Henry Mancini and the best strip club in London


By Ray Bennett

A memory of the great film composer Henry Mancini, who was born 100 years ago today:

London’s Soho strip clubs in the Sixties (so I’m told) were shabby and sleazy, compared to which the long-gone Raymond Revuebar on Walker’s Court, run by local mogul Paul Raymond, was classy and good fun.

His wife, dancer and choreographer Jean Raymond (pictured above) , styled the place on iconic Paris venues such as the Folies Bergere and the Crazy Horse. It became a well-appointed nightclub with top-flight ecdysiasts from France and the international circuit.
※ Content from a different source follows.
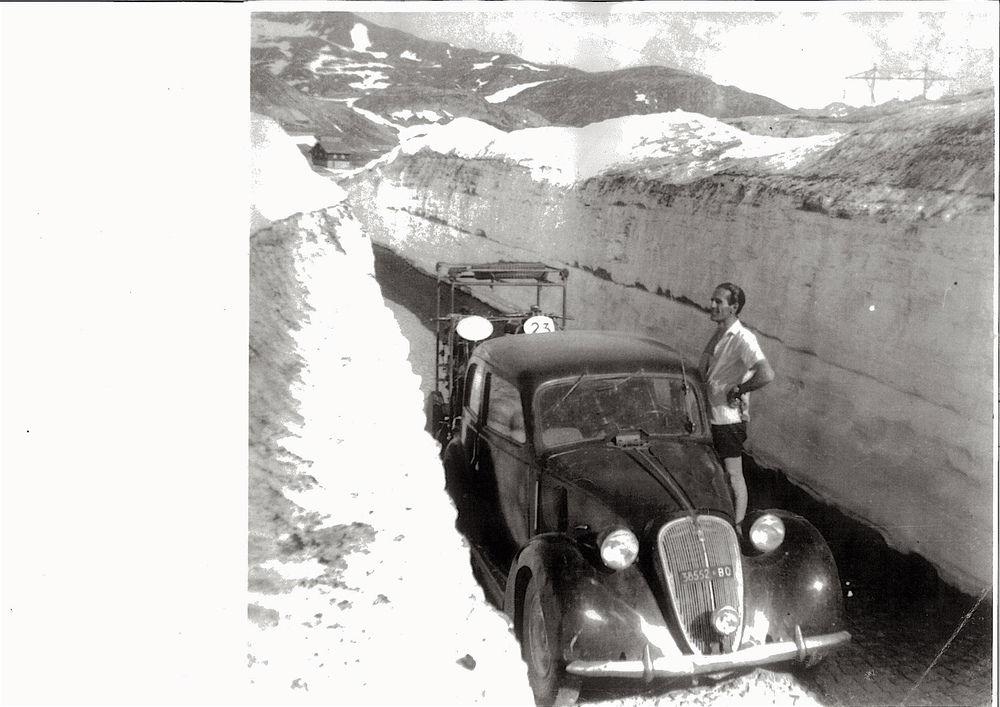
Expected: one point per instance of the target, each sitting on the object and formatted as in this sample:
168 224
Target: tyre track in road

After I interviewed Jean Raymond for ‘Where to Go in London’ magazine, where I worked at the time, my then wife Anne and I went to the club now and then, drank vodka gimlets and had a fine time.

Best of all was to discover where the music came from. In my interview,  Jean Raymond told me that every year Oscar-winning Hollywood music legend Mancini (left) provided a selection of cues and tracks he’d written that for one reason or another were not used in the movies he scored.

It was great to watch beautiful and stylish performers disrobe and dazzle audiences to musical arrangements that might have come from films such as ‘Breakfast at Tiffany’s’, ‘Charade’ or ‘The Pink Panther’.

Anna Friel plays Jean Raymond opposite Steve Coogan as Paul Raymond in ‘The Look of Love’ (below), a biopic directed by Michael Winterbottom released in 2013.